Wherein, W_aFor Attention layers of parameter matrix；u_iFor the table of i-th of word in Attention layers of input sentence Levy vector, u_i=[d_i,h_i1,h_i2], d_i, h_i1And h_i2Respectively indicate i-th of word term vector layer, LSTM layers of forward direction, after to Characterization in LSTM layers；L is word number included in sentence.

7. according to the method described in claim 6, it is characterized in that, what the Softmax layers of basis was obtained from Attention layers Sentence characterization, obtains corresponding probability vector Y；The corresponding sentence of each element representation of the probability vector Y includes some The probability of specific emoji；After obtaining the corresponding probability vector of each sentence, uses cross entropy as loss function, use gradient The mode of decline is updated parameter, minimizes the prediction error of model.

8. the method according to the description of claim 7 is characterized in that i-th of element of the probability vector Y is according to following formula It is calculated:

Wherein, T representing matrix transposition, w_iIndicate i-th of weight parameter, b_iIndicate i-th of bias term parameter, K indicates probability vector Dimension；

Wherein,It is the characterization of each sentence.

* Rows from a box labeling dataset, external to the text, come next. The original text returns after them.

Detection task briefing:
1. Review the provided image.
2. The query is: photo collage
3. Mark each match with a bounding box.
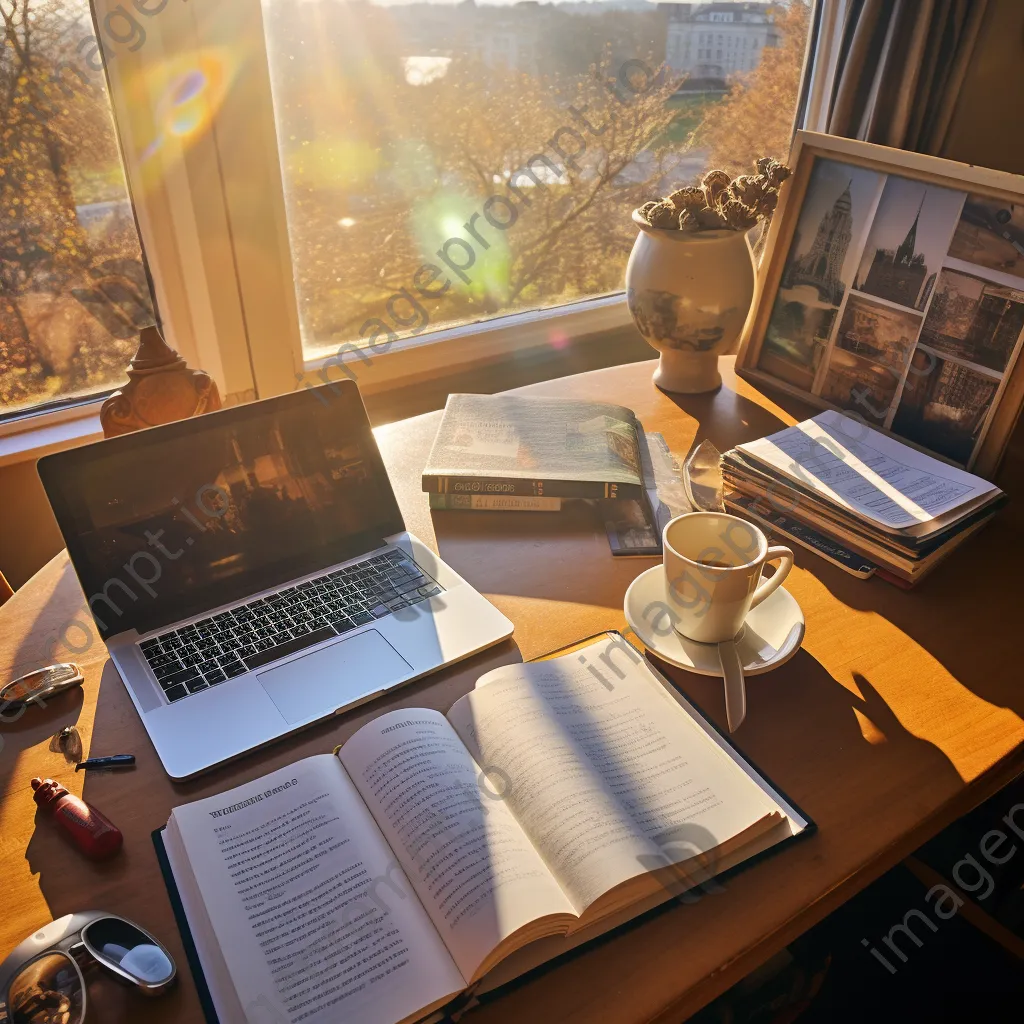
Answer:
[758,159,1024,466]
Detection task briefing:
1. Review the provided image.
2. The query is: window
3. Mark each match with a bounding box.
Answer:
[0,0,810,413]
[264,0,806,369]
[0,0,154,417]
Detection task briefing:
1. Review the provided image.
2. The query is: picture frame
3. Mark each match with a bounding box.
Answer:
[736,131,1024,476]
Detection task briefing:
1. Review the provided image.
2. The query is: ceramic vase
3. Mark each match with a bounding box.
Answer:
[626,210,754,394]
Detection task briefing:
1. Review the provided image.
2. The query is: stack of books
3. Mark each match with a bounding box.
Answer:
[722,412,1007,587]
[423,394,644,512]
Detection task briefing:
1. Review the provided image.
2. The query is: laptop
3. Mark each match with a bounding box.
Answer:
[39,381,512,779]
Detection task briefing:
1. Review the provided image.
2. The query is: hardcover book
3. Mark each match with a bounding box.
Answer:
[157,634,813,1024]
[423,394,644,498]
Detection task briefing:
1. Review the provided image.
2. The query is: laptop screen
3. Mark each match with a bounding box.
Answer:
[39,381,404,637]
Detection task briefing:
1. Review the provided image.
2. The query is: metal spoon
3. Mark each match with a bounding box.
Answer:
[682,440,746,732]
[718,639,746,732]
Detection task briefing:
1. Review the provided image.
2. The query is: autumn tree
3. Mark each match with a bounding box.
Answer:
[0,0,153,407]
[693,0,811,174]
[272,4,677,347]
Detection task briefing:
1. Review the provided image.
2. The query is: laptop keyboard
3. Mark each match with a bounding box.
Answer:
[138,549,441,700]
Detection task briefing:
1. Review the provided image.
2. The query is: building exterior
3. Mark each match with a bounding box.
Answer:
[782,182,853,305]
[658,3,779,80]
[860,197,928,309]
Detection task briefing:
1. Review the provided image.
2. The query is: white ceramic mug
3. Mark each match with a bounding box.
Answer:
[663,512,793,643]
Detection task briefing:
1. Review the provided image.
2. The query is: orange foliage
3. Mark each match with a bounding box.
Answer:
[693,0,811,174]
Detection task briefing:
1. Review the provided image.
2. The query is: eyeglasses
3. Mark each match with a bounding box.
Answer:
[0,910,176,1024]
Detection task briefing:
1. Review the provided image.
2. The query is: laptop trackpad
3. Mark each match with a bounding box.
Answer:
[259,630,413,725]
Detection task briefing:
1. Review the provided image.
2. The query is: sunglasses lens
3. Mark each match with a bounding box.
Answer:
[82,918,174,985]
[7,953,85,1024]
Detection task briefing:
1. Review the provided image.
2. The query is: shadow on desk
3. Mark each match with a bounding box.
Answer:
[797,513,1024,718]
[652,650,963,837]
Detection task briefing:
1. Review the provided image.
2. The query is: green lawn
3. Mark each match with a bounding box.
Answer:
[651,92,725,150]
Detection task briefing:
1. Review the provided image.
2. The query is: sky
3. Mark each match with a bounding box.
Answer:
[858,176,964,288]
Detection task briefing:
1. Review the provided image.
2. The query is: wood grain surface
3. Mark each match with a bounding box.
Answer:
[0,359,1024,1024]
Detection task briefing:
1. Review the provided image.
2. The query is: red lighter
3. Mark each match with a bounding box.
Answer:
[32,778,124,860]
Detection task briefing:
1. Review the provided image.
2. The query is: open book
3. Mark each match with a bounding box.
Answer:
[157,635,808,1024]
[423,394,644,497]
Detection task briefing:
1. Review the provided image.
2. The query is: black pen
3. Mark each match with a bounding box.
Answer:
[75,754,135,771]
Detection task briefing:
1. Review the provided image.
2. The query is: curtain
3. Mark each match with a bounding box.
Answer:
[827,0,988,154]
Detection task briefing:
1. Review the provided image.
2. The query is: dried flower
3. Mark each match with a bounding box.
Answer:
[640,157,790,231]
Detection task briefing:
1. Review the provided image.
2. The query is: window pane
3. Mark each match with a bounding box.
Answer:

9. the method according to claim 1, wherein step 3) is the supervised learning stage, using document level Attention layers sub come the different sentences polymerizeing in each document；Each document characterization is denoted as r, the sentence characterization in document It is denoted as v, r is calculated by following formula:

Wherein W_bFor Attention layers of weight matrix, β_iFor the Attention value of i-th of sentence in document；By each source language Say sample x ∈ L_STranslate into object language, and after being translated text vector characterization；There is mark English text x for each_s And its corresponding cypher text x_t, it is assumed that it is characterized as r by the vector obtained after above-mentioned Attention layer_sAnd r_t, supervising The stage of study is directly connected to obtain r_c=[r_s,r_t], the r that will be obtained_cAs last Softmax layers of input, and it is minimum Change the intersection entropy loss between neural network forecast result and true tag to update corresponding network parameter.

10. a kind of across language sentiment analysis device based on emoji characterized by comprising

Unsupervised learning module is responsible for the unmarked text creation term vector of a large amount of source language and the target language based on collection；

Remote supervisory study module is responsible for being selected the text in unmarked text comprising emoji based on the term vector, passes through institute It states the text comprising emoji and establishes emoji prediction task, to obtain a characterization model；

Supervised learning module is responsible for the original language corpus of labeled feeling polarities translating into object language, utilizes the sentence table Sign model obtains original text and translates the document characterization of obtained text, then characterizes training emotional semantic classification mould using the document Type；

Emotional semantic classification module is responsible for the sentiment classification model obtained using training, carries out feelings to the new text of object language Sense classification, obtains its feeling polarities.